According to the American historian and political scientist Robert O. Paxton, fascist success depends on certain relatively precise conditions: the weakness of a liberal state, whose inadequacies seems to condemn the nation to disorder, decline, or humiliation; and political deadlock.

Every fascist movement that has rooted itself successfully as a major political contender, thereby approaching power, has betrayed its initial antibourgeois and anticapitalist program.The processses to be examined later include the breakdown of democratic regimes and the success of fascist movements in assembling new, broad catch-all parties that attract a mass following across classes and hence seem attractive allies to conservatives looking for ways to perpetuate their shalen rule…Their political successes come at the cost of the first ideological programs. Demonstrating their contempt for doctrine, successfully rooted fascist parties do not annul or amend their early programs. They simply ignore them…The two apprentices learned …by trial and error. Their adaptations to the available space undermine any effort to portray historical fascism as the consistent expression of one coherent ideology.

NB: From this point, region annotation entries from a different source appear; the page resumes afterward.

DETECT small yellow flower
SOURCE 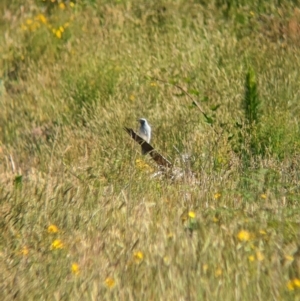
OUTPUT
[71,263,80,275]
[105,277,116,288]
[284,255,294,261]
[51,239,64,250]
[189,211,196,218]
[237,230,250,241]
[55,29,61,39]
[286,280,295,291]
[215,268,223,277]
[133,251,144,264]
[286,278,300,291]
[256,251,265,261]
[293,278,300,288]
[47,224,59,234]
[248,255,255,261]
[58,2,66,9]
[20,246,29,256]
[163,255,171,265]
[214,192,221,200]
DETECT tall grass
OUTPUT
[0,0,300,300]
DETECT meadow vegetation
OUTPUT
[0,0,300,301]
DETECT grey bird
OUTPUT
[138,118,151,143]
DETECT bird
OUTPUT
[138,118,151,143]
[124,122,199,184]
[124,121,173,168]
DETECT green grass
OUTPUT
[0,0,300,300]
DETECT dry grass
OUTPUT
[0,0,300,300]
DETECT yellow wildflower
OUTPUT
[105,277,116,288]
[58,2,66,9]
[256,251,265,261]
[215,268,223,277]
[286,278,300,291]
[55,29,61,39]
[71,263,80,275]
[189,211,196,218]
[237,230,250,241]
[248,255,255,261]
[51,239,64,250]
[294,278,300,288]
[286,280,295,291]
[284,255,294,261]
[133,251,144,263]
[214,192,221,200]
[47,224,59,233]
[20,246,29,256]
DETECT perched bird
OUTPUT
[124,118,198,184]
[138,118,151,143]
[124,118,172,168]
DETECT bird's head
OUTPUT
[138,118,147,126]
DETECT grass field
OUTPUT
[0,0,300,301]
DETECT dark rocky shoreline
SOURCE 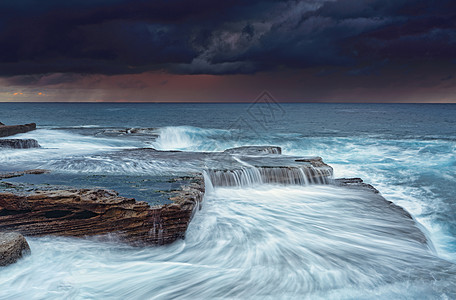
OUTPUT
[0,123,36,137]
[0,142,427,262]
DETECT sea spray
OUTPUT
[0,185,456,299]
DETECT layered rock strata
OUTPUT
[0,176,204,245]
[0,123,36,137]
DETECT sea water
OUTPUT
[0,103,456,299]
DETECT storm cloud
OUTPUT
[0,0,456,80]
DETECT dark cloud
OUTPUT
[0,0,456,76]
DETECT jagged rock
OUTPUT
[0,169,50,179]
[224,146,282,155]
[334,178,379,194]
[0,176,204,245]
[0,139,40,149]
[0,123,36,137]
[0,232,30,266]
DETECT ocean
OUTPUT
[0,101,456,299]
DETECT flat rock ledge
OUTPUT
[0,139,40,149]
[0,232,30,267]
[0,123,36,137]
[0,175,204,246]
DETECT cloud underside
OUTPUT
[0,0,456,77]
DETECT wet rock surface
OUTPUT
[0,169,50,179]
[0,232,30,266]
[0,176,204,245]
[0,123,36,137]
[224,146,282,155]
[0,139,40,149]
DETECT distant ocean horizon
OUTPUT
[0,101,456,299]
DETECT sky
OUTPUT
[0,0,456,103]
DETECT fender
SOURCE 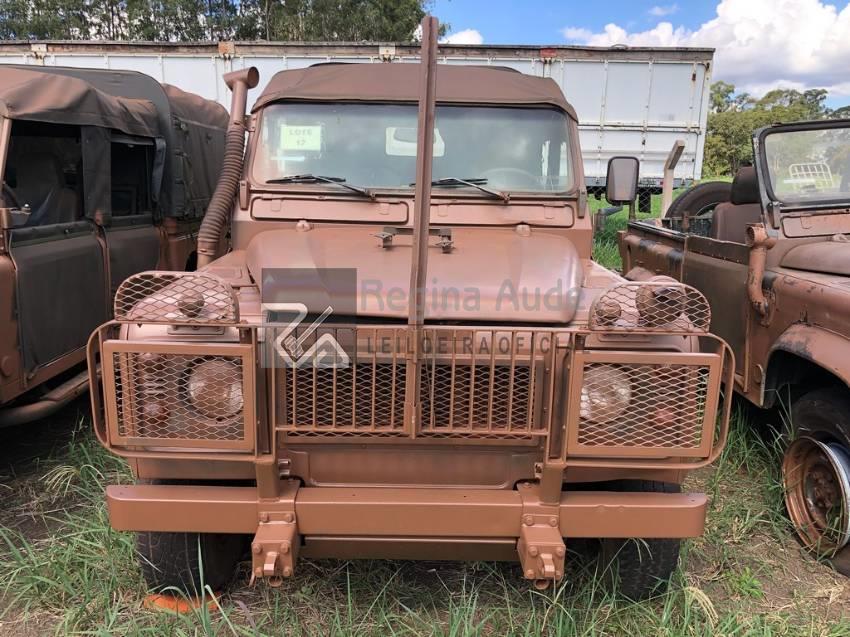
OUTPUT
[762,323,850,403]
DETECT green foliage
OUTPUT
[703,82,850,175]
[0,0,438,42]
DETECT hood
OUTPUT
[780,240,850,276]
[246,226,582,324]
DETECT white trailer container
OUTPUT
[0,42,714,205]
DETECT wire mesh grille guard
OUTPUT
[567,351,719,458]
[275,328,553,438]
[590,279,711,333]
[114,272,239,324]
[104,351,253,450]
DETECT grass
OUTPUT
[0,404,850,637]
[0,206,850,637]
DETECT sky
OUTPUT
[431,0,850,107]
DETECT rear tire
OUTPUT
[664,181,732,219]
[599,480,681,601]
[782,387,850,556]
[136,531,244,595]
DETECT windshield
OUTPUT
[764,127,850,204]
[252,103,573,192]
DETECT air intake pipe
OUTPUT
[198,66,260,268]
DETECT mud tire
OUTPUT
[664,181,732,219]
[136,531,244,596]
[599,480,681,601]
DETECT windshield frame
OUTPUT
[753,119,850,211]
[243,99,584,203]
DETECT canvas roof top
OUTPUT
[0,66,161,137]
[253,63,576,119]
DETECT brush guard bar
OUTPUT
[88,322,734,469]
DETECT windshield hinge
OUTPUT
[374,226,454,254]
[767,201,782,230]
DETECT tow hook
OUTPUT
[251,511,301,586]
[517,483,567,590]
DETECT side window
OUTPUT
[111,140,153,217]
[3,121,83,226]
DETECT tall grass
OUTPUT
[0,417,850,637]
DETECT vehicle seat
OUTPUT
[711,166,761,243]
[15,153,78,226]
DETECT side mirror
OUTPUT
[605,157,640,206]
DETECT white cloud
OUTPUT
[561,0,850,95]
[649,4,679,18]
[440,29,484,44]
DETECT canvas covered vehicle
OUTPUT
[0,66,227,426]
[89,19,731,597]
[620,120,850,574]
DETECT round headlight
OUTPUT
[188,359,244,420]
[579,365,632,425]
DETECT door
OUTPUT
[4,122,106,374]
[102,134,163,300]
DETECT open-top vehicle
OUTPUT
[0,65,227,427]
[620,120,850,573]
[90,19,732,597]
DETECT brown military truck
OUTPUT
[620,120,850,574]
[89,19,732,598]
[0,66,227,426]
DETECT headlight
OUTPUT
[187,359,244,420]
[579,364,632,425]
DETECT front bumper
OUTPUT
[106,481,707,583]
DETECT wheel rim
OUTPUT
[782,436,850,556]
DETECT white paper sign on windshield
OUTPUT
[280,126,322,151]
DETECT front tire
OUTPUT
[136,531,244,596]
[599,480,681,601]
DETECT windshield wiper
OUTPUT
[266,173,375,200]
[410,177,511,203]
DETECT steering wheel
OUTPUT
[0,181,21,208]
[481,168,540,190]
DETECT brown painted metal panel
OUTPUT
[106,485,707,541]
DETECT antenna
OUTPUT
[404,16,439,436]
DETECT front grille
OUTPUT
[421,365,534,432]
[111,351,252,448]
[281,362,405,432]
[275,328,552,438]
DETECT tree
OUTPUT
[709,82,735,113]
[703,82,828,175]
[0,0,438,42]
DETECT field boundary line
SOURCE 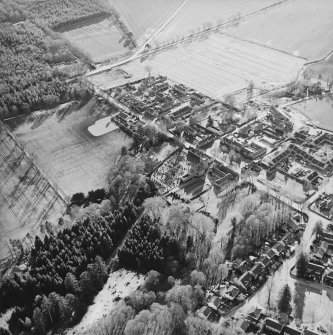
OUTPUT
[221,33,308,61]
[0,120,68,206]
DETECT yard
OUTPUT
[6,99,131,197]
[90,34,304,99]
[111,0,184,43]
[158,0,279,42]
[63,19,128,62]
[228,0,333,60]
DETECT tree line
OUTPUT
[15,0,110,30]
[0,204,138,334]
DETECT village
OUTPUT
[85,74,333,335]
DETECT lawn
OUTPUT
[0,123,66,259]
[98,33,304,99]
[111,0,184,43]
[63,19,128,62]
[6,99,131,196]
[228,0,333,60]
[158,0,279,42]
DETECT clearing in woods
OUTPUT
[63,19,129,63]
[110,0,184,44]
[9,98,131,197]
[228,0,333,60]
[158,0,280,42]
[0,123,66,259]
[90,33,305,99]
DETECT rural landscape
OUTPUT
[0,0,333,335]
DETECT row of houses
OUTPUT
[197,219,300,319]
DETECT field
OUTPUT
[6,99,131,196]
[91,34,304,99]
[158,0,279,42]
[63,19,128,62]
[66,269,144,335]
[228,0,333,60]
[111,0,184,43]
[0,125,66,259]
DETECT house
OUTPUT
[249,263,264,279]
[258,256,271,268]
[323,232,333,244]
[283,326,302,335]
[323,271,333,287]
[223,285,239,301]
[197,306,212,320]
[236,319,251,332]
[239,271,252,288]
[303,329,320,335]
[264,249,280,260]
[308,262,325,280]
[264,318,284,335]
[207,295,222,310]
[247,307,262,321]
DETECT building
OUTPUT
[207,295,222,311]
[223,285,239,301]
[239,271,252,288]
[249,263,264,279]
[283,326,302,335]
[196,306,212,320]
[264,318,284,335]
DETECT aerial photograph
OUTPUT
[0,0,333,335]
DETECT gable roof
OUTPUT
[283,326,302,335]
[247,307,262,319]
[265,318,284,332]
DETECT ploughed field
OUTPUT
[0,125,66,259]
[6,98,131,197]
[95,33,305,99]
[158,0,280,42]
[63,19,128,62]
[110,0,184,42]
[228,0,333,60]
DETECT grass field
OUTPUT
[110,0,184,43]
[228,0,333,60]
[63,19,128,62]
[0,123,66,259]
[158,0,279,42]
[6,99,131,196]
[90,34,304,99]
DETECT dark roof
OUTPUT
[265,318,284,332]
[202,306,212,317]
[248,307,262,319]
[250,263,263,275]
[239,271,252,286]
[303,329,319,335]
[283,326,302,335]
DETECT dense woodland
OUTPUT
[0,204,137,334]
[15,0,109,29]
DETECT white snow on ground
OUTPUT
[67,269,145,335]
[88,116,118,136]
[0,308,14,329]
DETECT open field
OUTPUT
[90,34,304,99]
[158,0,279,42]
[66,269,144,335]
[63,19,128,62]
[6,99,131,196]
[228,0,333,60]
[0,125,66,258]
[111,0,184,42]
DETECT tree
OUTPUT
[296,252,309,279]
[185,316,212,335]
[190,270,206,286]
[277,284,292,314]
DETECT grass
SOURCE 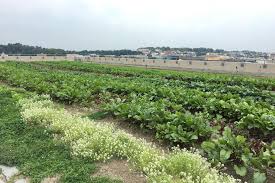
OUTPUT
[0,89,120,183]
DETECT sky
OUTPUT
[0,0,275,52]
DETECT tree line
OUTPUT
[0,43,142,56]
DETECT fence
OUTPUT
[0,55,275,76]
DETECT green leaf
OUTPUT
[253,172,266,183]
[234,165,247,177]
[220,149,232,162]
[201,141,216,151]
[236,135,246,144]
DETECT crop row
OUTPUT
[18,62,275,105]
[0,63,275,180]
[33,61,275,91]
[1,61,275,139]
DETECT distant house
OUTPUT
[205,53,231,61]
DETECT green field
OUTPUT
[0,61,275,182]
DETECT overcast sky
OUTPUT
[0,0,275,52]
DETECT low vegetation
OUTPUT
[0,62,275,182]
[0,87,120,183]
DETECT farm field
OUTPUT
[0,61,275,183]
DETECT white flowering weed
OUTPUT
[19,95,239,183]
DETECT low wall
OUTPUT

Which characteristics distinguished Germany and Italy, where fascism took power, from countries such as France and Britain, where fascist movements were highly visible but remained marginal? We need to recall that fascism has never so far taken power by a coup d’etat, deploying the weight of its militants in the streets. Fascist power by coup is hardly conceivable in a modern state. Fascism cannot appeal to the street without risking a confrontation with future allies -the army and the police- without whom it will not be able to pursue its expansionist goals. Indeed, fascist coup attempts have commonly led to military dictatorship rather than to fascist power (as in Romania in December 1941). The only route to power available to fascists passes through cooperation with conservative elites.

IT:È questa, e non quella del golpe, la strada maestra per arrivare al potere, e per mantenerlo: la cooperazione dei fascisti con le elites conservatrici, che devono ambedue comportarsi da „poteri flessibili“ più che da „poteri forti“…

The most important variables, therefore, are the conservative elites‘ willingness to work with the fascists (along with a reciprocal flexibility) andthe depth of the crisis that induces them to cooperate.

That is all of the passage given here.